Comparative Outcomes of Adalimumab and Infliximab Dose Escalation in Inflammatory Bowel Disease Patients Failing First-Line Biologic Treatment

Ali Atay  1 Yavuz Cagir  2 Mucahit Ergul  1 Oguz Ozturk  1 Muhammed Bahaddin Durak  3 Ilhami Yuksel  1   4
Affiliations

Comparative Outcomes of Adalimumab and Infliximab Dose Escalation in Inflammatory Bowel Disease Patients Failing First-Line Biologic Treatment

Ali Atay et al. J Clin Med. .

Abstract

Background/Objectives: Dose escalation has been commonly used to achieve and maintain response. We aimed to compare the outcomes of adalimumab or infliximab dose escalation in inflammatory bowel disease (IBD) patients.
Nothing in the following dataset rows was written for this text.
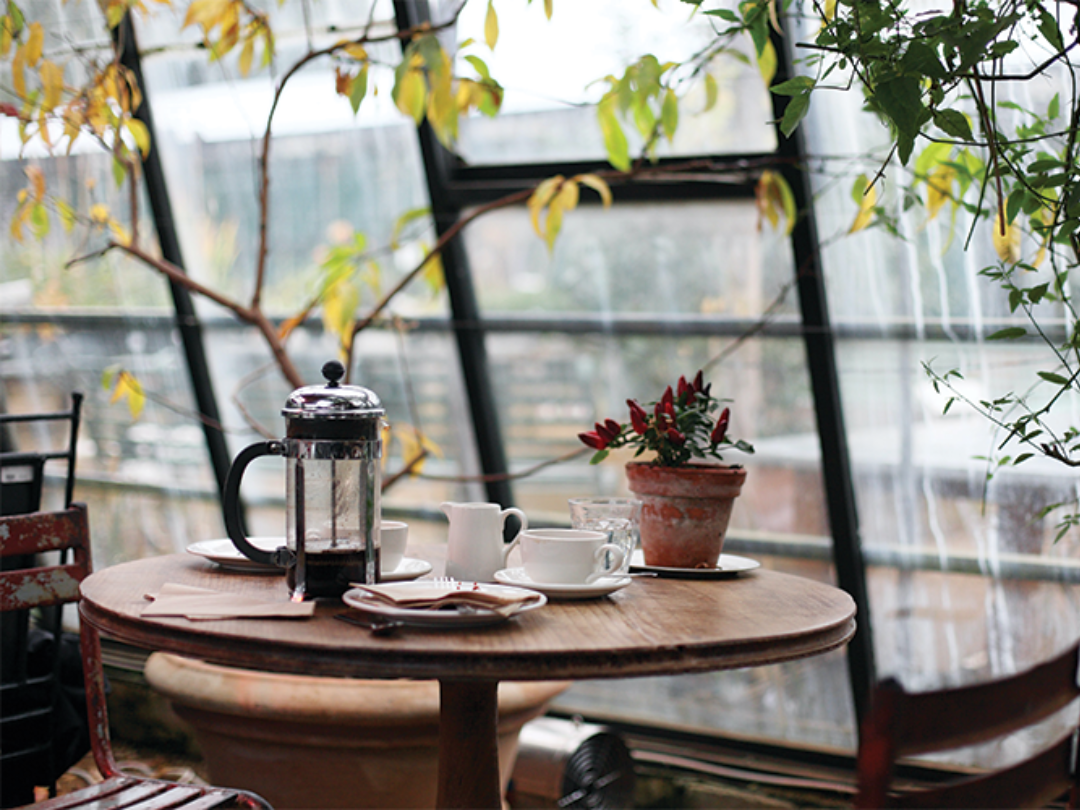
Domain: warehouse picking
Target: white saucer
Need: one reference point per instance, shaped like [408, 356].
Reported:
[458, 616]
[228, 555]
[408, 568]
[728, 565]
[563, 591]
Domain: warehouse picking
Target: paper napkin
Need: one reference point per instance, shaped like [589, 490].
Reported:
[201, 604]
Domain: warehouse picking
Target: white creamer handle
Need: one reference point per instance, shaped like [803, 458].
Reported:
[525, 524]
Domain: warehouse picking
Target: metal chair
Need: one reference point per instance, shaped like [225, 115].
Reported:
[25, 589]
[39, 664]
[902, 724]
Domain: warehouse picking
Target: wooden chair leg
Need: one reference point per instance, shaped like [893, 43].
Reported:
[90, 644]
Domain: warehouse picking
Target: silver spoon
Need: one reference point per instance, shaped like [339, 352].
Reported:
[378, 626]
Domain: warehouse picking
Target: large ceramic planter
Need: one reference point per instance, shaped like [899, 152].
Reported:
[308, 742]
[685, 511]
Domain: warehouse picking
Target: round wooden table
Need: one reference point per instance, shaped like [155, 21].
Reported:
[653, 626]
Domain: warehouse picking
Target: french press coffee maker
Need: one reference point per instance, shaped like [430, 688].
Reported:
[333, 446]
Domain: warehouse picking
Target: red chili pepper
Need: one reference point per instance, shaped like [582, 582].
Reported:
[605, 431]
[675, 436]
[593, 440]
[721, 427]
[638, 417]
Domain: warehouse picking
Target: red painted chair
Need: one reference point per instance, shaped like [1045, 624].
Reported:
[22, 589]
[903, 724]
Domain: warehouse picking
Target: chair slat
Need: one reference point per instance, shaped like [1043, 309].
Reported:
[1035, 782]
[19, 589]
[40, 586]
[41, 531]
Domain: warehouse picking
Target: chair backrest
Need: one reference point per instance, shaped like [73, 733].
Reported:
[29, 691]
[903, 724]
[40, 532]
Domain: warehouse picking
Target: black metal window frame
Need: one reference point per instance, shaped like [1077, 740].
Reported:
[454, 188]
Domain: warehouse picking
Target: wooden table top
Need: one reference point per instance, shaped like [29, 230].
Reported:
[652, 626]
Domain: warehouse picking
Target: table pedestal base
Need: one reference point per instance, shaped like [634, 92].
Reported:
[468, 744]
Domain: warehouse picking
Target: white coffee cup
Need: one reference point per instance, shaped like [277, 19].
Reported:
[394, 537]
[568, 556]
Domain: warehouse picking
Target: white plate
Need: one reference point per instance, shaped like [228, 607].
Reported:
[728, 565]
[459, 616]
[563, 591]
[408, 568]
[228, 555]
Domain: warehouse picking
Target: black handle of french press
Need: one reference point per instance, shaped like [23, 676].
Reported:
[230, 502]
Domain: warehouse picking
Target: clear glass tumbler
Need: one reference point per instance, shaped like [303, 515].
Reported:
[620, 517]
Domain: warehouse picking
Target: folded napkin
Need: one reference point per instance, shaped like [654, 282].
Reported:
[203, 604]
[422, 596]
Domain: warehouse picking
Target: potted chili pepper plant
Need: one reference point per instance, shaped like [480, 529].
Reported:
[687, 497]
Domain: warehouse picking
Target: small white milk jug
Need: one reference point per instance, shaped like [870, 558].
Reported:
[475, 550]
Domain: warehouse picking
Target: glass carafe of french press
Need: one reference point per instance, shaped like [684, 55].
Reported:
[333, 446]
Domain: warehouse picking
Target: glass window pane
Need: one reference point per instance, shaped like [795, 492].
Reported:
[553, 73]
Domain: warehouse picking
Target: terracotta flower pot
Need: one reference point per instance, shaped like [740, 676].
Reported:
[685, 511]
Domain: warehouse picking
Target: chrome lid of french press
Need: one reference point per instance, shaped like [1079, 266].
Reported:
[332, 410]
Methods: Treatment persistence (TP) and predictive factors for remission-free treatment discontinuation (r-fTD) were evaluated in patients treated with adalimumab or infliximab dose escalation between 2019 and 2024. Results: Dose escalation was identified in 142 patients treated with adalimumab (UC: 23.9%; CD: 76.1%) and in 126 patients treated with infliximab (UC: 23.8%; CD: 76.2%). The TP rate was significantly lower in the adalimumab group (35.2%) than the infliximab group (53.2%) (p = 0.003). The survival analysis showed that drug persistence was lower in the adalimumab group compared with the infliximab group (mean time: 74.3 vs. 99.5 months, p < 0.001). TP rates showed no significant differences between UC and CD for both adalimumab (mean time UC: 64.7 months vs. CD: 76.2 months, p = 0.403) and infliximab (mean time UC: 80.3 months and CD: 102.6 months, p = 0.151). The r-fTD rates were significantly higher in the adalimumab group (62.7%) than the infliximab group (39.7%) (p < 0.001). Primary lack of response and secondary loss of response (sLOR) rates were both higher in the adalimumab group (7.7% and 51.4%) than the infliximab group (1.6% and 28.6%). However, serious adverse events were lower in the adalimumab group (2.1%) than the infliximab group (7.9%) (p = 0.027). Conclusions: Infliximab dose escalation was more effective than adalimumab in both UC and CD patients. Regarding the side effect profile, adalimumab dose escalation was found to be safer compared with infliximab.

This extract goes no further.